Avignon’s top sights

The historic city centre is home to numerous sights, which are particularly reminiscent of the time as the papal seat. Friends of fascinating medieval architecture in particular will get their money’s worth in Avignon. These are the must-see highlights for every visitor.

Saint-Benezet Bridge

The famous “Pont d’Avignon”, built in the 12th century, is the symbol of the city. It was once more than 900 m long and connected the two districts on the left and right of the Rhone. The bridge was repeatedly destroyed by floods and wars and had to be restored. Today, only four of a total of 22 arches have been preserved.

The Saint-Benezet Bridge was named after Saint Benezet, who is said to be responsible for the construction of the bridge. According to legend, the shepherd boy Benezet was instructed by an angel to build a bridge. He proved his divine power by carrying the foundation stone. According to a world-famous French folk song, people dance happily on the Pont d’Avignon. Those who visit the remains of the Saint-Benezet Bridge will have a fascinating view of the city walls and the Palace of the Popes.

Palace of the Popes

Palace of the Popes in Avignon
Palace of the Popes in Avignon, Image: Grisha Bruev / shutterstock

The Pope’s Palace is one of the absolute highlights of the city. A visit should definitely be on the to-do list of tourists. The palace, built in the 14th century, was the residence of several popes and represented the power of the Catholic Church at that time, which can be seen from the fact that this gigantic building in Gothic style has little to do with a normal papal residence. It is more reminiscent of a castle as you know it from secular rulers. Almost all areas of the palace can be visited, including the two-storey cloister, the courtyard of honour as well as the private apartments of the popes and the dining and banqueting hall. A touchscreen tablet provides insights into the facilities and uses of the rooms at the time.

Avignon Cathedral

The Romanesque-style Avignon Cathedral stands right next to the Palace of the Popes and dates back to the 12th century. A special highlight is the gilded statue of Mary on the top of the bell tower. Also worth seeing are the baroque interior and the bishop’s throne made of white marble, on which the popes sat. In addition, the mausoleum of Pope John XII and the treasury can be visited.

Place de l’Horloge

A few steps away from the Palace of the Popes is the Place de l’Horloge, where modern life pulsates. Numerous bars and restaurants invite you to linger and celebrate. For kids, the nostalgic carousel in the middle of the square should be a highlight. Particularly interesting are the town hall, the opera house and the clock tower, which gave the square its name. From here you can also reach the pedestrian zone, where many shops and boutiques offer opportunities for strolling and shopping.

Les Halles

Gourmets will get their money’s worth in the market hall. A special eye-catcher is the northern façade, which consists of a vertical green garden. The market hall opens every morning from Tuesday to Sunday.

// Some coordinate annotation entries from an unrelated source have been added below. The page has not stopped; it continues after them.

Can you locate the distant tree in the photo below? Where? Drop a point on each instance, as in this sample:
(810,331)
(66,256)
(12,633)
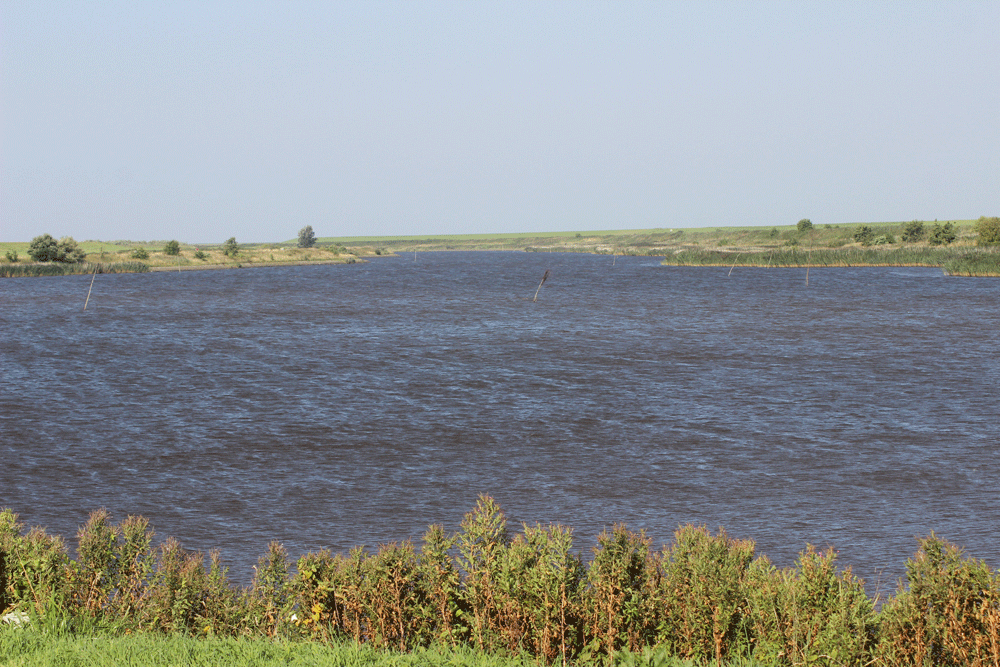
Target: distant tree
(69,251)
(913,232)
(989,231)
(231,248)
(942,234)
(865,235)
(44,248)
(307,238)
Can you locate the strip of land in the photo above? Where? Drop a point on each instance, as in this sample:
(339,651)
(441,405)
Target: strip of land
(961,253)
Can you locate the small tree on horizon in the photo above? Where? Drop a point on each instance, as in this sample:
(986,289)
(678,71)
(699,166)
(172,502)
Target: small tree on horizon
(231,248)
(942,234)
(307,239)
(865,235)
(913,232)
(44,248)
(989,231)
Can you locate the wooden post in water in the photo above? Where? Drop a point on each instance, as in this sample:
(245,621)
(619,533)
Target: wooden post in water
(734,264)
(544,278)
(91,289)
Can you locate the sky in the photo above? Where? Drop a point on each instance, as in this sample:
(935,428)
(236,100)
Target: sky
(199,121)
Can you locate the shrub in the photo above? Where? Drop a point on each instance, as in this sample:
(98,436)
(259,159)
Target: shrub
(988,228)
(949,615)
(942,234)
(44,248)
(702,593)
(865,235)
(307,239)
(618,614)
(913,232)
(810,612)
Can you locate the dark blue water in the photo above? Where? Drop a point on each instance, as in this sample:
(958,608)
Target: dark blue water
(333,406)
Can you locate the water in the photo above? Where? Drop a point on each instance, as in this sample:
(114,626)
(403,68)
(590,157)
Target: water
(334,406)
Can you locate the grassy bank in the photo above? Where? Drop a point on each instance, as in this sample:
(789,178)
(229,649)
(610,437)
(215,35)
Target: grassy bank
(705,597)
(29,647)
(778,246)
(132,257)
(17,270)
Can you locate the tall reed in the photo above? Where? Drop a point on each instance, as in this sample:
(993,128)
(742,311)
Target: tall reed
(704,597)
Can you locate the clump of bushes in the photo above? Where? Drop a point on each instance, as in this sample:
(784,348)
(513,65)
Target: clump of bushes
(44,248)
(705,597)
(988,229)
(942,234)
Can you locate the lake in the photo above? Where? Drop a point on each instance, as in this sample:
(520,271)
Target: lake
(339,405)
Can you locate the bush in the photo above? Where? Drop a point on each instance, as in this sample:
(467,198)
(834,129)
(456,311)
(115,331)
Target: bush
(810,612)
(307,239)
(949,615)
(913,232)
(865,235)
(231,248)
(942,234)
(988,228)
(702,592)
(44,248)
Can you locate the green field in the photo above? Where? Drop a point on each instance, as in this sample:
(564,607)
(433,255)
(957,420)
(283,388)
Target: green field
(776,246)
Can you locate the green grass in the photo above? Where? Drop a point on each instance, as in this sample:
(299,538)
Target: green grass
(29,647)
(79,268)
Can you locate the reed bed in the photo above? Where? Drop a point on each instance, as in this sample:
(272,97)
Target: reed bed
(62,269)
(705,598)
(964,261)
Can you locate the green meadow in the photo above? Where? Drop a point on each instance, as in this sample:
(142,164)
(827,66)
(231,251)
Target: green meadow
(963,253)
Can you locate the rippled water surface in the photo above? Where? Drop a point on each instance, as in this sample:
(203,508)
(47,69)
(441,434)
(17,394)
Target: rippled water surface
(331,406)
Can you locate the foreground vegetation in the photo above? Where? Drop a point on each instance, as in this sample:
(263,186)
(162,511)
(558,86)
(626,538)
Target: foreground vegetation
(704,598)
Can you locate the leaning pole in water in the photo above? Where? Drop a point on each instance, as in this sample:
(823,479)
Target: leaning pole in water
(544,278)
(91,289)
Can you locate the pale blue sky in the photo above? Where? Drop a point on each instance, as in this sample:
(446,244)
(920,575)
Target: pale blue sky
(204,120)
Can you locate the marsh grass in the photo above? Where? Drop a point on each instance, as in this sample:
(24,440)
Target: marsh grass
(707,598)
(60,269)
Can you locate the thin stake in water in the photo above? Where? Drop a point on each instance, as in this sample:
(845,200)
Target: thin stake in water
(734,264)
(544,278)
(91,289)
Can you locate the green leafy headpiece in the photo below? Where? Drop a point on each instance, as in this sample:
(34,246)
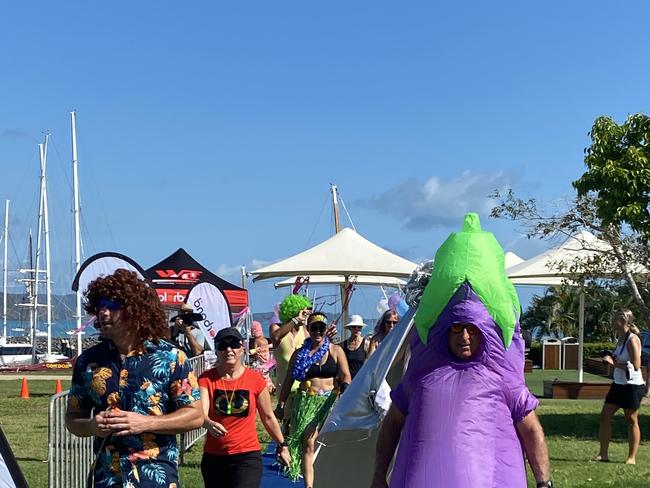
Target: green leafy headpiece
(292,305)
(472,256)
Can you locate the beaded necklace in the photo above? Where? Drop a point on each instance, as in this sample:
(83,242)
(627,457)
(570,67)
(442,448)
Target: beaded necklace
(232,396)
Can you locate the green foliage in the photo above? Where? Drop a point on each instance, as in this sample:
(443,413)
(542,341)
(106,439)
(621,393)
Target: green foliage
(556,312)
(292,305)
(618,171)
(472,256)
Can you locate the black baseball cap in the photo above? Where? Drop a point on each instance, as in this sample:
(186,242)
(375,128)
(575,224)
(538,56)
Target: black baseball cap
(227,332)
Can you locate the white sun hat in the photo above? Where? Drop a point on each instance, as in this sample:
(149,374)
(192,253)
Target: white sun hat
(355,321)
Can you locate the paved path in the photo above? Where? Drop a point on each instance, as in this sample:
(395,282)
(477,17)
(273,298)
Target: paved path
(32,376)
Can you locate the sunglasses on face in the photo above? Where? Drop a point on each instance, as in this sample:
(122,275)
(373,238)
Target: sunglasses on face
(317,327)
(111,305)
(471,329)
(232,344)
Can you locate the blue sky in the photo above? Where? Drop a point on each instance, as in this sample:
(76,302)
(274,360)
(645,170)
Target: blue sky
(218,126)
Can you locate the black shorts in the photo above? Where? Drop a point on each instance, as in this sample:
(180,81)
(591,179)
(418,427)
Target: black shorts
(625,396)
(232,471)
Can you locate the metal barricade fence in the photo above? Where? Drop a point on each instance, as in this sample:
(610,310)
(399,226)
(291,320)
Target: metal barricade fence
(70,457)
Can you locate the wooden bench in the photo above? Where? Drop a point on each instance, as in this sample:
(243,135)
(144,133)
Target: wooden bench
(528,366)
(592,390)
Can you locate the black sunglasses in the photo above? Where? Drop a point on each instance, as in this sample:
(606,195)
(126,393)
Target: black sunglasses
(232,344)
(317,327)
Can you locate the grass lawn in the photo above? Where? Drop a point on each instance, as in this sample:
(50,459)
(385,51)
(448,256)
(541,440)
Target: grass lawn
(571,428)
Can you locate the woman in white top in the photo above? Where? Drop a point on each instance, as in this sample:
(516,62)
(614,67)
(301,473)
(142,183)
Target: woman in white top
(628,388)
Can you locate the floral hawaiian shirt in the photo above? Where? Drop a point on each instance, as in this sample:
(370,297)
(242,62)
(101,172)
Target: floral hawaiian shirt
(156,380)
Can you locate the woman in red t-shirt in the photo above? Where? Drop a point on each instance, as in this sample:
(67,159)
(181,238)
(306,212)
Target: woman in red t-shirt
(231,394)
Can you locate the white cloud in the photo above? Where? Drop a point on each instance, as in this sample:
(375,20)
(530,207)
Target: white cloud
(423,205)
(233,272)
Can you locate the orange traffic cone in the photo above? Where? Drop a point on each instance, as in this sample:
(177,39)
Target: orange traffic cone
(24,390)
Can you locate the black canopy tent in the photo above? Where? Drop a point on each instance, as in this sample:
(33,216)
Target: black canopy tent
(175,275)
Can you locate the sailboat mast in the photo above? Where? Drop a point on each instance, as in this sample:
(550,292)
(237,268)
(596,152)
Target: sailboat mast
(30,287)
(46,226)
(77,234)
(39,232)
(337,229)
(335,209)
(5,237)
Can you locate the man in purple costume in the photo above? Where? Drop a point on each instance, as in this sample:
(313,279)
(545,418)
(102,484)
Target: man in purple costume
(462,414)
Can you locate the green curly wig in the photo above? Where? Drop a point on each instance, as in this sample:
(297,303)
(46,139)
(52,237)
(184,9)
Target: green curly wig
(292,305)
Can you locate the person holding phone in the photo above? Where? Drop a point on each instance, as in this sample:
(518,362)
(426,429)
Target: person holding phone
(322,371)
(628,387)
(232,395)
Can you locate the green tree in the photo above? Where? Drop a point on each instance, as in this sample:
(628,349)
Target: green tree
(618,172)
(621,262)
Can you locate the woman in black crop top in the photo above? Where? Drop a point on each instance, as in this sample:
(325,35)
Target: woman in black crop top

Les Grads Bateaux de Provence

The one-hour boat trip on the Rhône offers a beautiful view of Avignon. A reservation is not necessary.

Rocher des Doms

On this rocky outcrop in the north are the Pope’s Palace and the great Hathedrale. In the Neolithic Age, the first inhabitants settled here, which is why the Rocher des Domes is considered the cradle of Avignon. Behind the cathedral is a park that is used by many families for local recreation. There is a plateau, a lake, lawns and old trees that provide shade Children can let off steam on two playgrounds. There is also a restaurant with a snack bar. Dogs are not welcome in the Jardin des Roms.

Festival d’Avignon

The Festival d’Avignon takes place every year in July. The art festival attracts numerous visitors to the city with theatre, film and dance performances as well as street theatre and walking acts.